By David Savage, Feb 2019, LA TIMES:
The Supreme Court agreed Tuesday to decide whether the Clean Water Act can prevent sewage plants from putting waste water into the ground if it flows from there into a river, bay or the ocean.
The case from Hawaii is an important test of the reach of the federal government’s anti-pollution authority.
Environmentalists sued alleging a sewage plant in Maui was discharging treated waste water into the ground and it was flowing underground from there into the Pacific Ocean.
They won before a federal judge and the 9th Circuit Court of Appeals in San Francisco, which held that the pollution was subject to federal control because it was the “functional equivalent of a discharge into the navigable water.”
But the Supreme Court agreed to hear an appeal from Hawaii that was backed by the Assn. of California Water Agencies. Their lawyers called the 9th Circuit’s ruling a “radical expansion” of federal authority.
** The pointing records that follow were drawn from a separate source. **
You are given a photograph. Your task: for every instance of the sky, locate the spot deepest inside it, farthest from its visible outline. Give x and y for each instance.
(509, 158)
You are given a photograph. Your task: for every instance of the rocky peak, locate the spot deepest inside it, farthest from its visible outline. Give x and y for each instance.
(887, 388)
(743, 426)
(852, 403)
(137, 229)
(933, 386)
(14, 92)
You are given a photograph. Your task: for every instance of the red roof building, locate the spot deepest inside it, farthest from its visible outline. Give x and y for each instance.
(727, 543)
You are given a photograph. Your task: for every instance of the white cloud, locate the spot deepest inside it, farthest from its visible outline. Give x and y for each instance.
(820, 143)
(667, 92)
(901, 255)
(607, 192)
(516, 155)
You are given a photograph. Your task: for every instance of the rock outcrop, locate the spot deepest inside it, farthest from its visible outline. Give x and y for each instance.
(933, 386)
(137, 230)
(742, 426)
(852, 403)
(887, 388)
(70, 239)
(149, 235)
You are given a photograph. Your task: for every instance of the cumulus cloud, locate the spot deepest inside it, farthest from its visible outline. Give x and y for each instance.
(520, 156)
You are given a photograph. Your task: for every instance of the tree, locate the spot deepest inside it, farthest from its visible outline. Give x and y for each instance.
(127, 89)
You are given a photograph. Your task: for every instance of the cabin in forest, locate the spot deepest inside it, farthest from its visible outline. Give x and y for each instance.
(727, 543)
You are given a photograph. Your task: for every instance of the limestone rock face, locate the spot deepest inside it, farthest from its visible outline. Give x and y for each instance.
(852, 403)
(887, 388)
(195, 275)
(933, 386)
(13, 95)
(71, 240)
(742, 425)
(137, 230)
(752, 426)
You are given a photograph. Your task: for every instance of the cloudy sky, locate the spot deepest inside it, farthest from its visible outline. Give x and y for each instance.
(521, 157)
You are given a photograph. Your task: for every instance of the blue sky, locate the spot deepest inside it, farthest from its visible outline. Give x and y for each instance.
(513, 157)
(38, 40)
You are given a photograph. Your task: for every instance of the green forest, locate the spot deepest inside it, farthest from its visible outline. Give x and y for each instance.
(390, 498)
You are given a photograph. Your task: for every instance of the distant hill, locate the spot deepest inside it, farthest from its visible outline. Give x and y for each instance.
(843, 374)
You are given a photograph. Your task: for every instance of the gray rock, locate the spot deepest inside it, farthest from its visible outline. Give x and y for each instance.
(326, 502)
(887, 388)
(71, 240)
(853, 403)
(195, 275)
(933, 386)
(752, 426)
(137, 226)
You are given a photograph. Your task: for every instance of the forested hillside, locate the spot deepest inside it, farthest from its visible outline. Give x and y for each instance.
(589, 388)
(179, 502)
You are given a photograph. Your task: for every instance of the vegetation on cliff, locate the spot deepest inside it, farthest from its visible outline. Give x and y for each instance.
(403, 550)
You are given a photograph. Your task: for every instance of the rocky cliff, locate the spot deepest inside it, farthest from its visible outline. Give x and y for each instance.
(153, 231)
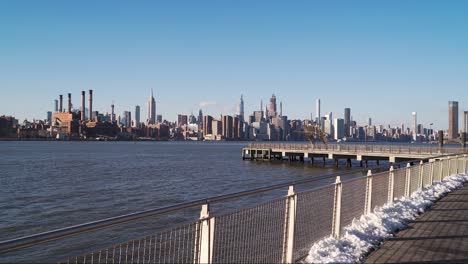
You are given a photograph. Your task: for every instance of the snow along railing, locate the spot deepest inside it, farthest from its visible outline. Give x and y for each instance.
(279, 231)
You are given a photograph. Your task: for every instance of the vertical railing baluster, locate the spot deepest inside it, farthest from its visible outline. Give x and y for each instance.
(368, 200)
(391, 184)
(407, 182)
(290, 216)
(337, 208)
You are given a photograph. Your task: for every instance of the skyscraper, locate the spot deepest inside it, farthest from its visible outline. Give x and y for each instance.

If upheld, its approach would extend new federal regulation to water treatment plants across the country, they said.
The Clean Water Act calls for preventing discharge of pollutants into the “navigable waters of the United States.” Water agencies say the law refers only to polluted water flowing directly into streams, rivers and bays, not groundwater.
For more than a decade, the justices have been split over how far the federal government can go to regulate water inside the United States, whether it be wetlands, or, as in this case, groundwater. The court’s conservatives have argued the federal government can only regulate polluted water that flows directly into a river, bay or the ocean. The law forbids discharges of pollutants into “the waters of the United States.”
But environmentalists as well as the court’s liberal justices have said this authority can extend farther inland to prevent pollution that will eventually flow into rivers and bays.
The case, County of Maui vs. Hawaii Wildlife Fund, is scheduled to be heard in the fall.